SessionViewModel — extracting the data model
Up to this point, all playlist state lived directly in App.kt: a mutableStateListOf with hardcoded items and all the mutation logic as local functions. Claude flagged this as the right moment to move it out.
The new SessionViewModel owns the entire session state: the item list, the selected index, and all mutation operations (addItem, removeItem, restoreItem, updateItem, moveItem). Crucially, removeItem returns both the removed item and its original index, so the UNDO path in the UI has everything it needs without holding on to extra state.
App.kt now receives the ViewModel as a parameter and calls its methods. The local mutation functions are gone. The hardcoded data moved into the ViewModel’s initialiser as a temporary default — it will be replaced by loaded data once persistence is in place (which came later the same session).
A small model change in shared/commonMain: PlaylistItem.Song gained a lastEdited: Long field. It’s not displayed anywhere yet, but it’s needed for future sorting of the song pool.
Playlist Switcher
With the ViewModel in place, adding multiple playlists was straightforward.

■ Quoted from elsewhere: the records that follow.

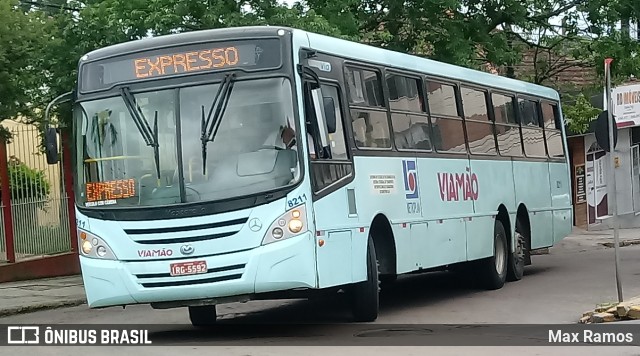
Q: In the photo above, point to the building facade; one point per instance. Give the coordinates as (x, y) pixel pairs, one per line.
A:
(593, 171)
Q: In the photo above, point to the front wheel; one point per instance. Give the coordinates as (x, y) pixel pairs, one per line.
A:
(493, 270)
(365, 295)
(203, 316)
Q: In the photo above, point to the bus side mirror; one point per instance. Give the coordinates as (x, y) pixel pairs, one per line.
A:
(330, 113)
(51, 145)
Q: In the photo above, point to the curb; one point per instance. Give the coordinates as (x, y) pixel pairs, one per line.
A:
(42, 306)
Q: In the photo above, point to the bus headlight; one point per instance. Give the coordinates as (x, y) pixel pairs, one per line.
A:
(289, 224)
(93, 246)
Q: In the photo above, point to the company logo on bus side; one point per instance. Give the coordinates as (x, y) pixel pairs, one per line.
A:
(456, 186)
(410, 179)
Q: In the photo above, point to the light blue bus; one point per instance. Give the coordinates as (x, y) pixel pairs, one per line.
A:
(267, 162)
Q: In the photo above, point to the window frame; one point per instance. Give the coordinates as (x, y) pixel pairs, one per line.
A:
(539, 127)
(424, 113)
(460, 115)
(557, 121)
(490, 116)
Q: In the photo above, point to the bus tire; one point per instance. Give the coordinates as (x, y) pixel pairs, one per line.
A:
(203, 316)
(517, 258)
(365, 295)
(494, 269)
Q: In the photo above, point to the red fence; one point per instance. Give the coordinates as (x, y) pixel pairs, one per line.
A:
(38, 233)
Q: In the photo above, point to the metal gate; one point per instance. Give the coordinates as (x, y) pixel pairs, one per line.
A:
(40, 221)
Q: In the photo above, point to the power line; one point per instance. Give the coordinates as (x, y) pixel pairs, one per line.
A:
(41, 4)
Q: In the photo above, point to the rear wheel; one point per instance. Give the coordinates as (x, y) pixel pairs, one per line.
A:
(493, 270)
(517, 258)
(365, 295)
(202, 316)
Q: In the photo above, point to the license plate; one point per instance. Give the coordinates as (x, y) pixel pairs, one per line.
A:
(187, 268)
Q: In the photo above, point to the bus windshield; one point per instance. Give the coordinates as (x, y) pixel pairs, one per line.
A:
(245, 154)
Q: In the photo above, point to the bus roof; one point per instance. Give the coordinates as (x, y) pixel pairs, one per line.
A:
(380, 56)
(336, 46)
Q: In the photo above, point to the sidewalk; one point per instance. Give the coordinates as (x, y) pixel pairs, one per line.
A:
(582, 240)
(28, 296)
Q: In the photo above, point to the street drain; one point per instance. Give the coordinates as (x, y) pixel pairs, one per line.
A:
(392, 332)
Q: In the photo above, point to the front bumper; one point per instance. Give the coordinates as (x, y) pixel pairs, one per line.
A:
(283, 265)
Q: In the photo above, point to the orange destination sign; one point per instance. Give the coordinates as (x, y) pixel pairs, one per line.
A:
(111, 190)
(186, 62)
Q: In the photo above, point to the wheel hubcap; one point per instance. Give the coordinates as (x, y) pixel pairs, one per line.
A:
(500, 256)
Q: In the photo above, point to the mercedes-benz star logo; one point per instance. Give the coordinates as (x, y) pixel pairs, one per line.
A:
(186, 249)
(255, 224)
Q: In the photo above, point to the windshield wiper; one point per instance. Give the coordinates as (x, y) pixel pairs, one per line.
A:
(150, 136)
(210, 124)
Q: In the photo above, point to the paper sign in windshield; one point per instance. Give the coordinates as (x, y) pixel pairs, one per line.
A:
(106, 193)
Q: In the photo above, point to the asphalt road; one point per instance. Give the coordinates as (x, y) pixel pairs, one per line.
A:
(556, 289)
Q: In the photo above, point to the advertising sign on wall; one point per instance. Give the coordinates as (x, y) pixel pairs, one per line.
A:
(626, 105)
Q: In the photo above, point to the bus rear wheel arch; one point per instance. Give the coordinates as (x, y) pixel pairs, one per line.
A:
(493, 270)
(522, 239)
(382, 236)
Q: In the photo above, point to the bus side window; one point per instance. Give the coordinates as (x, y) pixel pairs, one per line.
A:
(336, 139)
(552, 128)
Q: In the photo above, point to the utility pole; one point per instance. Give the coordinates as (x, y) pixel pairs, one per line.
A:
(610, 121)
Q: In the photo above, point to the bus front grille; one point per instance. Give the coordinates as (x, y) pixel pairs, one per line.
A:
(186, 233)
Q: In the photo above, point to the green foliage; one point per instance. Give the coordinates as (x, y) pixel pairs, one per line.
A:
(27, 183)
(21, 39)
(580, 114)
(39, 62)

A Playlist data class in shared/commonMain (id, name, list of items). The ViewModel now holds a list of playlists internally, with a live items SnapshotStateList for the active one. A sync() call at the end of every mutation writes the current items back into the playlist store, keeping counts accurate.
The UI is a ModalBottomSheet opened by the playlist name button in the top app bar. It lists all playlists with the active one highlighted and a play marker. Two buttons at the bottom: “New Playlist” (opens an inline AlertDialog with a name field) and “Delete” (confirmation dialog, disabled when only one playlist exists). Switching is immediate — the sheet closes and the list updates.

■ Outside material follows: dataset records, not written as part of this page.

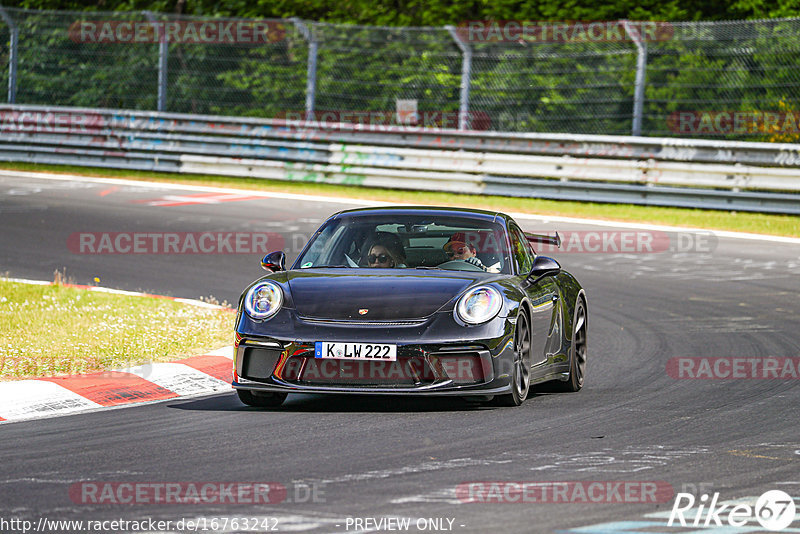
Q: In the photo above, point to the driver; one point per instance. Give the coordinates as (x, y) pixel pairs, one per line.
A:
(457, 248)
(386, 252)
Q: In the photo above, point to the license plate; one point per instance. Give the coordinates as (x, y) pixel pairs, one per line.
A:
(355, 351)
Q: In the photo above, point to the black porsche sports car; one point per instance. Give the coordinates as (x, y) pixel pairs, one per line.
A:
(412, 301)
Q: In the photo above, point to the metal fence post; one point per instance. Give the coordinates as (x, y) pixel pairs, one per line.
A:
(466, 73)
(641, 67)
(163, 50)
(12, 55)
(311, 72)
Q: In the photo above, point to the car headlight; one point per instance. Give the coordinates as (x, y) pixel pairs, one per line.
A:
(479, 305)
(263, 300)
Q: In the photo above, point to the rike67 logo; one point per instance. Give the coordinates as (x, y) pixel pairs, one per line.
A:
(774, 511)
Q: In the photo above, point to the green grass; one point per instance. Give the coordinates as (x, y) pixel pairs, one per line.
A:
(52, 330)
(785, 225)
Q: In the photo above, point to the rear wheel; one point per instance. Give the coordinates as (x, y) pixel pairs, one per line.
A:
(577, 353)
(521, 372)
(259, 399)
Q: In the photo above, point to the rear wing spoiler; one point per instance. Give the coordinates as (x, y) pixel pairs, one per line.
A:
(547, 239)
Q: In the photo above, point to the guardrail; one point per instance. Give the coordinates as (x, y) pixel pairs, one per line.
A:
(741, 176)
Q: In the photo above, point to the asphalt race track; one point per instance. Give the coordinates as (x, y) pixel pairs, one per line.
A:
(347, 458)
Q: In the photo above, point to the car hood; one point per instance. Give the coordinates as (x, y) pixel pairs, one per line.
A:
(385, 295)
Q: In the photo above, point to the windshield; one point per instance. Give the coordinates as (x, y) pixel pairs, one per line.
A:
(420, 241)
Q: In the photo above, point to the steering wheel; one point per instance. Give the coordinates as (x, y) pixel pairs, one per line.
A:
(460, 265)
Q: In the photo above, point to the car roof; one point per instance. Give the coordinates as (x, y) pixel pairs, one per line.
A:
(467, 213)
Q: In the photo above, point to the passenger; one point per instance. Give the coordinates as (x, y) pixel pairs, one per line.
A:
(386, 252)
(457, 248)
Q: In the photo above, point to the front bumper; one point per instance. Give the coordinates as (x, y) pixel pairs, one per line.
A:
(269, 364)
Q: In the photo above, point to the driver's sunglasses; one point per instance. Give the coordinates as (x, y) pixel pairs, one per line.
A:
(459, 251)
(380, 258)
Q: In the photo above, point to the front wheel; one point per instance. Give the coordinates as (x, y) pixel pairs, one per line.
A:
(261, 400)
(521, 373)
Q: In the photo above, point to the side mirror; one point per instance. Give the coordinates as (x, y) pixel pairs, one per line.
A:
(543, 266)
(274, 262)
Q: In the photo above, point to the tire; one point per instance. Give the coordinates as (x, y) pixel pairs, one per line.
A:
(577, 352)
(521, 374)
(261, 400)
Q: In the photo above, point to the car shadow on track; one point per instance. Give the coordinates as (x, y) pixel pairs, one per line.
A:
(303, 403)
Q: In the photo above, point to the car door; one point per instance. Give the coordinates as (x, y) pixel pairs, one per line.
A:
(542, 295)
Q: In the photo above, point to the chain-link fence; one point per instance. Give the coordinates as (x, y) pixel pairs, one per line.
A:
(735, 80)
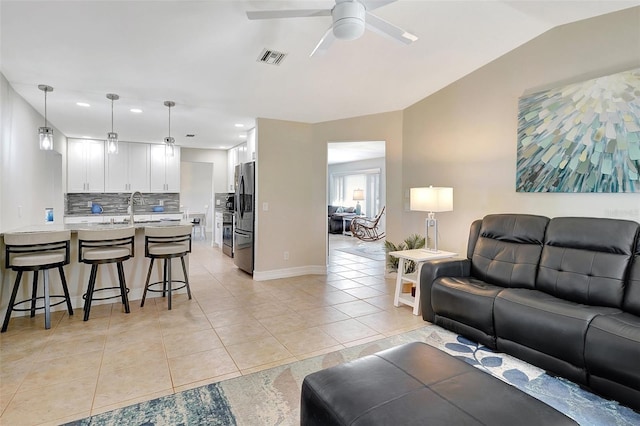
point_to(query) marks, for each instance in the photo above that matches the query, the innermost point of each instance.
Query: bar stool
(37, 251)
(167, 242)
(102, 246)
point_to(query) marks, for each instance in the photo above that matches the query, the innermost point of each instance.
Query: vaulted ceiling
(203, 55)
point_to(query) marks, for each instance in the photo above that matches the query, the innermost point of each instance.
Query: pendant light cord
(45, 108)
(111, 115)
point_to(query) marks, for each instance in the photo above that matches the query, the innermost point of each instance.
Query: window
(343, 185)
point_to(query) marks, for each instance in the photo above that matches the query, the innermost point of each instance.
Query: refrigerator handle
(242, 201)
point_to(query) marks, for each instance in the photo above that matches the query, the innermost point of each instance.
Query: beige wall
(30, 179)
(462, 136)
(465, 135)
(292, 179)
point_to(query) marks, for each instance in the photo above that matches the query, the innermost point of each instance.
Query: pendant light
(46, 132)
(112, 137)
(169, 141)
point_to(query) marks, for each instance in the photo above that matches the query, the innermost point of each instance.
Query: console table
(419, 256)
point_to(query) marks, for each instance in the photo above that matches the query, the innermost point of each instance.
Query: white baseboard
(289, 272)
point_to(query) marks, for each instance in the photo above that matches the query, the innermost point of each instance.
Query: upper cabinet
(128, 170)
(85, 165)
(165, 170)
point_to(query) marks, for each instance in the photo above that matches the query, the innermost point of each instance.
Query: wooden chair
(367, 229)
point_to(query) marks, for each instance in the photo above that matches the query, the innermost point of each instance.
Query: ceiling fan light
(348, 20)
(348, 29)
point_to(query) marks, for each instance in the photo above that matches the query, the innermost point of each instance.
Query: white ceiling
(202, 55)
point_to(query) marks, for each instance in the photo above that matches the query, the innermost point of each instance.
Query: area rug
(272, 397)
(373, 250)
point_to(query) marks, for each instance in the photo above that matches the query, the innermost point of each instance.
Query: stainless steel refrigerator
(243, 236)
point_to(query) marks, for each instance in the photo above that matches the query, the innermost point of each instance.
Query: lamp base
(431, 223)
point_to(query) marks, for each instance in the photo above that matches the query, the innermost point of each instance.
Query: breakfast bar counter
(77, 274)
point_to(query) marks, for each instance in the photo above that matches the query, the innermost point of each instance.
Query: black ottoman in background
(416, 384)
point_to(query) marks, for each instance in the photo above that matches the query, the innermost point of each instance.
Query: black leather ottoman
(416, 384)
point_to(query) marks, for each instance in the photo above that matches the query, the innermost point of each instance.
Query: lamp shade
(431, 199)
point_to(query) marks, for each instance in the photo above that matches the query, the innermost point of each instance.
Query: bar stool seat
(166, 243)
(37, 251)
(96, 247)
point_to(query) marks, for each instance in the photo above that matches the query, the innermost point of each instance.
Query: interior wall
(196, 189)
(30, 179)
(292, 179)
(287, 167)
(465, 135)
(218, 157)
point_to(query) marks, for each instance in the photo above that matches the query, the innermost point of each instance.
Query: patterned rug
(272, 397)
(371, 250)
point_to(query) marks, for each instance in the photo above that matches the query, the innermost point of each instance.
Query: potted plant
(414, 241)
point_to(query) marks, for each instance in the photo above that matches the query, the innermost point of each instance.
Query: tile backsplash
(77, 204)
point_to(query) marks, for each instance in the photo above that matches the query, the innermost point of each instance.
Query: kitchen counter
(77, 274)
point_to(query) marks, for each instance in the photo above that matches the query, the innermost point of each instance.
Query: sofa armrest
(436, 269)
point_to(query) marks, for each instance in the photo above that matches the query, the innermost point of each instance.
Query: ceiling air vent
(271, 57)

Claude prepared a single Gemini prompt covering the data model update, the ViewModel additions, and the new composable. It worked in one pass.
JSON persistence
Everything built today would be lost on app kill without persistence. Claude chose org.json — built into Android, no Gradle changes needed, and straightforward for a small nested structure.
SessionViewModel was changed from ViewModel to AndroidViewModel to access filesDir. A sync() call now also triggers an async write to session.json on the IO dispatcher via viewModelScope. On init, loadIfExists() reads the file if it’s there, restores all playlists and the active playlist ID, and falls back to the hardcoded defaults on first launch or parse error.
The JSON format is simple: a top-level object with activePlaylistId and a playlists array. Each playlist has id, name, and items. Each item has a type field ("song" or "special") followed by its properties.
Only SessionViewModel.kt changed. App.kt was untouched.
Jitter measurement
The last task of the day addressed the one open item from Phase 1: measuring timing consistency.
Claude explained the distinction between start latency (how long until the first click after pressing play — not important) and jitter (variation between successive clicks — the number that actually matters for a metronome). Sub-1ms jitter is professional grade.
Since the C++ engine already writes a beat timestamp to mLastBeatNanos on every beat boundary, all the measurement logic could live in Kotlin. A rolling ArrayDeque<Long> of the last 32 beat timestamps, updated inside the existing beat-polling loop. For each consecutive pair of timestamps, compute |actual_interval - target_interval|. Report average and max deviation as Float state that drives a small text display below the BPM circle, visible only while playing.
Results on my device at 120 BPM after one minute of playback:
ø 0.15 ms — max 0.26 ms
This is better than most hardware metronomes. The Oboe callback model does what it’s designed to do: clicks are placed at exact sample positions in the audio stream, and the hardware clock plays them out at a stable rate. The clock_gettime timestamps in the callback reflect the OS scheduling the audio thread, not the actual output timing — which is why the numbers are this good.
Phase 1 is closed.
Time spent today: ~3h
This blog documents my attempt to build and ship a music app as a solo developer, with AI assistance. The AI does a lot of the work. I try to be specific about what.